Convocation, GSWS Students

Congrats to our MACI graduands!

October 20, 2020

Sylvia and Ngoc will be graduating this fall with a Master of Arts (MA) in Gender, Sexuality, and Women’s Studies (GSWS). They completed the course intensive track of the GSWS MA program, known as MACI. The MACI program offers students interdisciplinary study in feminist theory and methodology with opportunities for directed readings and research. The program also focuses on professional development with Field Studies in an area of the students’ choosing. For more information, please see

Sylvia Traphan 

Sylvia was looking for ways to inform her professional interests as a front-line worker, which led her to pursue a Master of Arts (Course Intensive) in Gender, Sexuality, and Women’s Studies at SFU. 
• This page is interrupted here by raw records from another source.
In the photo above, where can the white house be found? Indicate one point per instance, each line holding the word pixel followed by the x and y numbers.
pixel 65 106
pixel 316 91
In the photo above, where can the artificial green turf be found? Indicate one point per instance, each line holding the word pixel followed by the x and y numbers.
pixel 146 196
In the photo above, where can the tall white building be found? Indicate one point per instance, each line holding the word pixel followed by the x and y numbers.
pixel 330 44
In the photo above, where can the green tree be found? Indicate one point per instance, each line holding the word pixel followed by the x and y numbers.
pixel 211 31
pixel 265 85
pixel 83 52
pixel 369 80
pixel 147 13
During her time at GSWS, Sylvia made commendable research contributions, adding to the knowledge around diverse experiences and history of 2SLGBTQ+ folks in Vancouver. In a Feminist Theory class, she interviewed a participant from a emerging lesbian group that took part in the ‘IndoCanadian Women’s Conference’ held in 1971. This interview has now been officially added to the SFU Archives. 
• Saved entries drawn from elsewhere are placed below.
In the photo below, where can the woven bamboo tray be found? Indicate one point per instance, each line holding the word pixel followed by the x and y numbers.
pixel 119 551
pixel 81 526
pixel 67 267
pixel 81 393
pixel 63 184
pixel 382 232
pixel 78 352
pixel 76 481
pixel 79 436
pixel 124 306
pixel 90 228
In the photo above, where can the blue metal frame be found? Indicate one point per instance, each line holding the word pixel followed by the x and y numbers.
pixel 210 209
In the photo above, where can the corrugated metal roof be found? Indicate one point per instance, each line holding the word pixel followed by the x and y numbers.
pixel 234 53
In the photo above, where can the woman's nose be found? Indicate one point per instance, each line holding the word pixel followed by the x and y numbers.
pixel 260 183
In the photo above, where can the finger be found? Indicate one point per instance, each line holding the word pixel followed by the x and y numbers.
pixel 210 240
In addition, she also researched and wrote about the overrepresentation of Indigenous children in Canada’s child welfare system; from which she went on to develop a training workshop for her professional colleagues outside of SFU. 

Sylvia’s recommendation to make the most of a graduate degree? “Get to know your fellow students, participate in department and GSS (Graduate Student Society) events, and make GSWS your home at SFU. You will be made welcome!”

Ngoc Le

For Ngoc, a personal interest in the international fandoms for Korean dramas drew her to the Department of Gender, Sexuality, and Women’s Studies. As she delved deeper into GSWS-realted subject matter, her academic interests expanded to include translations and feminist teaching practices. 
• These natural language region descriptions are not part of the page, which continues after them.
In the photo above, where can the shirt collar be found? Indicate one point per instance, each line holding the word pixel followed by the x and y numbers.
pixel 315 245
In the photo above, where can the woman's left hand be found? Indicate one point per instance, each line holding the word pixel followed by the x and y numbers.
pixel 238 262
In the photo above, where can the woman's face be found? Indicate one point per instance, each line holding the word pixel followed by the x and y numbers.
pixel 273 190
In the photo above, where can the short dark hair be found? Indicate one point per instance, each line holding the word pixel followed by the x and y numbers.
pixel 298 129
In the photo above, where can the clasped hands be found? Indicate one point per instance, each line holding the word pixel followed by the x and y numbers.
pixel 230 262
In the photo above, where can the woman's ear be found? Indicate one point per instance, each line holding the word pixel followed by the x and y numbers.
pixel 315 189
She recalls her time in GSWS 830 (Sex Work) being the most memorable learning experience where she worked collaboratively with her fellow graduate students to to deliver a public workshop analyzing how anti-trafficking rhetoric can be ineffective in addressing sex trafficking and further cause harm to sex workers. The workshop content was developed under guidance and consultant with SWAN Vancouver and was hosted in SFU Surrey campus. For Ngoc, this experience was a perfect combination of theory studies, community-engagement and activism. 

During her time at SFU, Ngoc was an active member of the Graduate Student Society (GSS), where she volunteered as a caucus councillor to advocate for student’s rights and benefits. Ngoc is a passionate learner, student, and advocate for students and staff at SFU. As of this semester, she is starting her MA in Equity Studies at SFU.